Cet énarque de 65 ans, passé par le secteur bancaire et éphémère directeur de cabinet d’Agnès Buzyn, a été nommé à ce poste en 2018 par Edouard Philippe. Il remplaçait alors l’ex-conseiller social de François Hollande, Michel Yahiel, débarqué après avoir eu l’idée (trop à gauche pour Matignon) de taxer les propriétaires en cas de nouvelle crise économique. Avant lui, le poste avait été taillé sur mesure par François Hollande pour l’économiste Jean Pisani-Ferry, l’un des architectes de ce nouveau Commissariat général puis corédacteur du programme économique d’Emmanuel Macron en 2017. Selon plusieurs sources, Margerie - muet depuis la nomination de Bayrou - n’a pas été associé à la création du nouveau poste de Bayrou. «Ils sont un peu deux sur un fauteuil. Ça va être compliqué», remarque un habitué des lieux qui rappelle notamment que les «recrutements» ou «les axes de travail» restent du domaine de Margerie tant qu’un autre décret n’est pas pris pour confier ces pouvoirs à Bayrou. «On attend avec impatience la lettre de mission signée par Macron», confie un responsable de France Stratégie. A Matignon, on assure qu’il n’existera «pas de relation hiérarchique entre le commissaire général et le haut-commissaire mais un lien fonctionnel qui lui permettra de mener à bien sa mission».

Visibilité

L’ex-ministre de l’Education et de la Justice doit d’ailleurs s’installer avenue de Ségur, de manière «provisoire», précise-t-on dans l’entourage du Premier ministre.
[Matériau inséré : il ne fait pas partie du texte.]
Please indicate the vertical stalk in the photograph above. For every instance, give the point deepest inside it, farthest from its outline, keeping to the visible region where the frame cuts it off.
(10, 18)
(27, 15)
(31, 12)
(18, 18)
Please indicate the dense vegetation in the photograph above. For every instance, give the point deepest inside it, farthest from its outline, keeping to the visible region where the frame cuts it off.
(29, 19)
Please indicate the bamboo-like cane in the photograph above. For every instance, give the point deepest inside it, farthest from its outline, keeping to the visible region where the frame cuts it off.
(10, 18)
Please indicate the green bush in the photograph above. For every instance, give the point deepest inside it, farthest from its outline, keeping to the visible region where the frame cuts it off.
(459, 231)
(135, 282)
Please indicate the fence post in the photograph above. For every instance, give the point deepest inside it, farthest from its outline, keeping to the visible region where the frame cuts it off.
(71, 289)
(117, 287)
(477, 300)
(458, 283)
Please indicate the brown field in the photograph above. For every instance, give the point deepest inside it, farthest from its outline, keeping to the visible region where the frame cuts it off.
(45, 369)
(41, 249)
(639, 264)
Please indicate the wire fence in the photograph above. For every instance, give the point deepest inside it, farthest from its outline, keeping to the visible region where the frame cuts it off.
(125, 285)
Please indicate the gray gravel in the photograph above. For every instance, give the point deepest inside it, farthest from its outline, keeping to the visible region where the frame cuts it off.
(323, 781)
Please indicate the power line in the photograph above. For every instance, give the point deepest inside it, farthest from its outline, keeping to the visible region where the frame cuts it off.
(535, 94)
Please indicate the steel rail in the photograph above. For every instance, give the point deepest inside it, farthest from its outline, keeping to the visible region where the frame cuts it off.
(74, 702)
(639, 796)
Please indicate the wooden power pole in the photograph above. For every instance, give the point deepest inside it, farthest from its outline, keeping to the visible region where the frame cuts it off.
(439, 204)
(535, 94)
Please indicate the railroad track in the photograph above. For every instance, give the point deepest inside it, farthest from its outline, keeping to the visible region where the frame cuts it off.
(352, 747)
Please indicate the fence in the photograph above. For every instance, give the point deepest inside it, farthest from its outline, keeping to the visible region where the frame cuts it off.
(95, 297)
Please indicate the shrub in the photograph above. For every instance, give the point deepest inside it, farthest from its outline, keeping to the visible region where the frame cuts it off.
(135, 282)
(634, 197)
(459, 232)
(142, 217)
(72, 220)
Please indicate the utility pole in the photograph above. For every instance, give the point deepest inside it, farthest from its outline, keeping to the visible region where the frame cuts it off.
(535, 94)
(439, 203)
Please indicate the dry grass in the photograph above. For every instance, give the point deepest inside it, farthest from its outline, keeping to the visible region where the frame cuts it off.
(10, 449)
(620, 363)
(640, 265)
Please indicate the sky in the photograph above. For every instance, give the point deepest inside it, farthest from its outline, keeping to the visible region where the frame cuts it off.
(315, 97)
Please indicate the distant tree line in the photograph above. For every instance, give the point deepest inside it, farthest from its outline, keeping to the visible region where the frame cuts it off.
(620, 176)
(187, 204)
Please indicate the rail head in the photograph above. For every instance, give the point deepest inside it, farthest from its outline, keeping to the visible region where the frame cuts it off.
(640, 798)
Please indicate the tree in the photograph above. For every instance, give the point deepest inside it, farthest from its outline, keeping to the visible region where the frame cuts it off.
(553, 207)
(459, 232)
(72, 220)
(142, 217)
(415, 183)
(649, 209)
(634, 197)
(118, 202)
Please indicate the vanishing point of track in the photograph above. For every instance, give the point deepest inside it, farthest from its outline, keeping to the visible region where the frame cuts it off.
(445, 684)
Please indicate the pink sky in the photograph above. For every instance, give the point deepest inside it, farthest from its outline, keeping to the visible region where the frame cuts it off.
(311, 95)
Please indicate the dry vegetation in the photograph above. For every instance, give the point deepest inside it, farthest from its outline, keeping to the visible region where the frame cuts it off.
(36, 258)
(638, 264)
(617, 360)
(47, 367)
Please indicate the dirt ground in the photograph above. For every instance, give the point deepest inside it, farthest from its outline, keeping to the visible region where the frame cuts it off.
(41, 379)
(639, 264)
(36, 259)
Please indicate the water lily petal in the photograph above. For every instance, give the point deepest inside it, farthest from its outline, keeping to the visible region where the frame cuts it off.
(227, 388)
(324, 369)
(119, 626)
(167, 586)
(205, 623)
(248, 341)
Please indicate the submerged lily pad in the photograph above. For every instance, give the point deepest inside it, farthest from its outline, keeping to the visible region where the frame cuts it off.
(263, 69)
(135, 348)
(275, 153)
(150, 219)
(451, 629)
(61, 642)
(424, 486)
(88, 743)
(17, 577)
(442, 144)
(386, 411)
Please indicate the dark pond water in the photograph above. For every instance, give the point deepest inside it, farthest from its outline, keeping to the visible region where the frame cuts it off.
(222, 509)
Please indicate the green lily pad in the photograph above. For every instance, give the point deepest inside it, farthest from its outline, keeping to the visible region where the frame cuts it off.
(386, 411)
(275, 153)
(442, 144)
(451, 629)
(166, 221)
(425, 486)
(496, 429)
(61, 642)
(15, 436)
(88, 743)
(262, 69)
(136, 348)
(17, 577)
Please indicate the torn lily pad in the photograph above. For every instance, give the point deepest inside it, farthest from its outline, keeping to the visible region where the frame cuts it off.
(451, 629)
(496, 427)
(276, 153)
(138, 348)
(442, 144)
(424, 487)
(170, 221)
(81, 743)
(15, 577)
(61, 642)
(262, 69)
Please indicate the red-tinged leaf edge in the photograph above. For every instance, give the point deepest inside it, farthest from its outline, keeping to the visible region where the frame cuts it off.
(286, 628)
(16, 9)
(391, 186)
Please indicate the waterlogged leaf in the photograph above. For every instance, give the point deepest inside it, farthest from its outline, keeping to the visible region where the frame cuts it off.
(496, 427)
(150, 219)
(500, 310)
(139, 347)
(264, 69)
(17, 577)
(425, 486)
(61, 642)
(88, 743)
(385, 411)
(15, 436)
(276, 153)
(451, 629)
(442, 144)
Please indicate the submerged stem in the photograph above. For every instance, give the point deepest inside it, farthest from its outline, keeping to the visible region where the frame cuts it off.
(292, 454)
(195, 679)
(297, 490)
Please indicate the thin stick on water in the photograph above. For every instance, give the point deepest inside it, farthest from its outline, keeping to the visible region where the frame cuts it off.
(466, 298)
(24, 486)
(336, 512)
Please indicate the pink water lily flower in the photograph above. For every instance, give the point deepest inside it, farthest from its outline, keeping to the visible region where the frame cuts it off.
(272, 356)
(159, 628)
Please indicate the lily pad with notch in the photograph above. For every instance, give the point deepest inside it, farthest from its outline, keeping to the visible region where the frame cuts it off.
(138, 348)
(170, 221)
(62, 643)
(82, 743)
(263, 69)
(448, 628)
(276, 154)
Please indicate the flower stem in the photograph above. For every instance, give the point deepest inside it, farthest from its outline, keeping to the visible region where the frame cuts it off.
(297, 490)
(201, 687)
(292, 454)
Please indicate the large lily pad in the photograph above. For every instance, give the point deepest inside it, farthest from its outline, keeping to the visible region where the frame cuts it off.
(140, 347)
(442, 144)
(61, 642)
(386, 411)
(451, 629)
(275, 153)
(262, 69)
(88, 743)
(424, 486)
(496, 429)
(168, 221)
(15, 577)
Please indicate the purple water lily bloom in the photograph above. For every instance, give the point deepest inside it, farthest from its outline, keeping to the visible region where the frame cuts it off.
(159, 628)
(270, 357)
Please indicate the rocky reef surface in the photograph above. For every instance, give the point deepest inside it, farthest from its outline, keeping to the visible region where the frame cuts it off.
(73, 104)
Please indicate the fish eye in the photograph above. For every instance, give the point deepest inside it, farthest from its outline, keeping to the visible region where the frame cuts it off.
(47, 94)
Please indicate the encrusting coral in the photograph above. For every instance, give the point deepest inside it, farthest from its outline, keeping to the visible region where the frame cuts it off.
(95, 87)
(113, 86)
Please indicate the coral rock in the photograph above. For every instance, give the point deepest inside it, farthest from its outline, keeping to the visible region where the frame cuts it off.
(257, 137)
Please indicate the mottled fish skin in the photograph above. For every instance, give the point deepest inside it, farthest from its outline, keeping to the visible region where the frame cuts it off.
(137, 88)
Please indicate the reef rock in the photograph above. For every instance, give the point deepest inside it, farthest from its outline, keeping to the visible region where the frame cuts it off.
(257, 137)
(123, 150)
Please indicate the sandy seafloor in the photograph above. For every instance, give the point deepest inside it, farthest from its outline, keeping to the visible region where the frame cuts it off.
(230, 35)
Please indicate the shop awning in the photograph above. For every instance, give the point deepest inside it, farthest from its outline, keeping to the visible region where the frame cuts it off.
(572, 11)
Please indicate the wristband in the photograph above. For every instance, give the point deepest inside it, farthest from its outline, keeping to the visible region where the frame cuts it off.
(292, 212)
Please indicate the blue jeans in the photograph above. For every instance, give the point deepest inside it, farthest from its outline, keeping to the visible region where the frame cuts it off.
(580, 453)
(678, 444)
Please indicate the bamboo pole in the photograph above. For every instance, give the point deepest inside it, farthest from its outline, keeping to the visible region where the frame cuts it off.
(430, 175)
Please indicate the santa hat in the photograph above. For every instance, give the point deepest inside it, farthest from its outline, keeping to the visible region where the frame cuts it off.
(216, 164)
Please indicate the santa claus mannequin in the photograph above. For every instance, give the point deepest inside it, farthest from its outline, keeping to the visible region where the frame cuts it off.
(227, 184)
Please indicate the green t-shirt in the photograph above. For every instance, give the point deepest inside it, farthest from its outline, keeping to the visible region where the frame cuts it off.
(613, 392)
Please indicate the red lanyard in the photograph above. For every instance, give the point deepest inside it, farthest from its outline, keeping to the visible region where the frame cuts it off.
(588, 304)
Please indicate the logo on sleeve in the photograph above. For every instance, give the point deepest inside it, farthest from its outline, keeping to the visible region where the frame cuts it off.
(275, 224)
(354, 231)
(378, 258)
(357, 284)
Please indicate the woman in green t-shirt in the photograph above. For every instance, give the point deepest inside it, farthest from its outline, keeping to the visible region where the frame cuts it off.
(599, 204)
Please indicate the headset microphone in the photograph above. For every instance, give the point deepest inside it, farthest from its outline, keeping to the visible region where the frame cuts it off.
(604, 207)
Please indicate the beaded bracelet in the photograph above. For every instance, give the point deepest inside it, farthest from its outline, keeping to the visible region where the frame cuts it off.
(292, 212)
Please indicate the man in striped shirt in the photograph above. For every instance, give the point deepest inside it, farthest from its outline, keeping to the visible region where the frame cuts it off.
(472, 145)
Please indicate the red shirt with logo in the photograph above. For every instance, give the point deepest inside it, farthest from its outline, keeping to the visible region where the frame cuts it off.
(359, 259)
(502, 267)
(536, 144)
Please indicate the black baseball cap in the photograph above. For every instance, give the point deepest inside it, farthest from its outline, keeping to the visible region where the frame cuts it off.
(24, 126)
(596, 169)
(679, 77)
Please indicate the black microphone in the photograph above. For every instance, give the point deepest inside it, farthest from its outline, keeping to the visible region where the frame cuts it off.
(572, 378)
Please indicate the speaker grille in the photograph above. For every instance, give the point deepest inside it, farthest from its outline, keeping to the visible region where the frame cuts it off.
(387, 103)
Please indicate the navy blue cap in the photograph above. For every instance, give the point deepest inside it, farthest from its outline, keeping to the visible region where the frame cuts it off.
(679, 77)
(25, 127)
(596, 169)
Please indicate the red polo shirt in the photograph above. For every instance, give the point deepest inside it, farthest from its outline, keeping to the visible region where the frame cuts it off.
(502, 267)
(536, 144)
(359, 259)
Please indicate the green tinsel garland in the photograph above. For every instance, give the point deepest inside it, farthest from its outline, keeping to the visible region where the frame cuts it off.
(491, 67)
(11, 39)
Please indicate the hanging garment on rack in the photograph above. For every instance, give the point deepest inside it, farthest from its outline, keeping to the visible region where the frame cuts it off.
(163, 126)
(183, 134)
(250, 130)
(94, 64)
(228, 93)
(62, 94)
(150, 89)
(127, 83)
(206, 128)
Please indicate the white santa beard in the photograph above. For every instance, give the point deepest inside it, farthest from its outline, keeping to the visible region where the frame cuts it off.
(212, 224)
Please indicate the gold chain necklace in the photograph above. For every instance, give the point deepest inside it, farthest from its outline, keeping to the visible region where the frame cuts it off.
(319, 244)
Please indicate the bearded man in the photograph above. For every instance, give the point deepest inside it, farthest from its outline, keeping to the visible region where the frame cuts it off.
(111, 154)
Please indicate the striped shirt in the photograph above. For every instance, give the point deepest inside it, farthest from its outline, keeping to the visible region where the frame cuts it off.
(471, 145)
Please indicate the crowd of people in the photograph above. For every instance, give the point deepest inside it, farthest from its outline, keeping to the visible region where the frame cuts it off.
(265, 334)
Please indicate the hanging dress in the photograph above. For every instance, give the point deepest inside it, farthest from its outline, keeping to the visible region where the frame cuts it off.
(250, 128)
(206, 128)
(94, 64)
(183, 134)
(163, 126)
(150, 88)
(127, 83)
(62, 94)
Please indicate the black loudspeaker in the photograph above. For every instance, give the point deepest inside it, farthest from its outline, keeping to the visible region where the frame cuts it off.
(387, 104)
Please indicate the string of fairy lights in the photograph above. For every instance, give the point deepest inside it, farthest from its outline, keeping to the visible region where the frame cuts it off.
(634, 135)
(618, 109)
Il aura droit, comme Jean-Paul Delevoye en son temps pour préparer la réforme des retraites, à «quelques collaborateurs» à lui et un budget propre toujours «en cours de fixation». En interne, les témoignages récoltés par Libération font état d’un personnel «mitigé» quant à la nomination d’un politique à leur tête. Autant, pointe un universitaire, «cela va donner de la visibilité à une structure qui n’en a plus depuis trois ans», autant, prévient le même, le risque est de voir le patron du principal parti allié à Emmanuel Macron transformer l’institution en «boîte à idées du gouvernement en vue de préparer la campagne présidentielle» du président sortant. «Je ne confonds en rien les domaines», a juré la semaine dernière Bayrou sur France 2.

Mais une partie des équipes de France Stratégie s’inquiète également de son «autonomie» lorsqu’il s’agira de livrer des évaluations sur des sujets économiques à très fort potentiel politique. Exemple : la suppression de l’impôt de solidarité sur la fortune et la création d’un prélèvement forfaitaire unique de 30 % sur les revenus du capital. France Stratégie a la charge, via un «comité d’évaluation des réformes de la fiscalité du capital» installé fin 2018, de dire si ces réformes fiscales qui ont marqué le début du quinquennat Macron ont rempli leur objectif de «réorientation» de l’argent des plus aisés vers le financement de «l’économie réelle». «Est-ce que cela va être poursuivi, on ne sait pas», s’inquiète un permanent. Bayrou jure qu’il ne bloquera aucun rapport gênant pour Macron. «J’ai toujours voué un culte à l’impartialité», dit-il à Libération. Sur la fiscalité du capital, le premier rapport, en 2019, avait conclu qu’il était trop tôt pour tirer la moindre conclusion. Le rapport 2020 est attendu pour l’automne. Un premier test.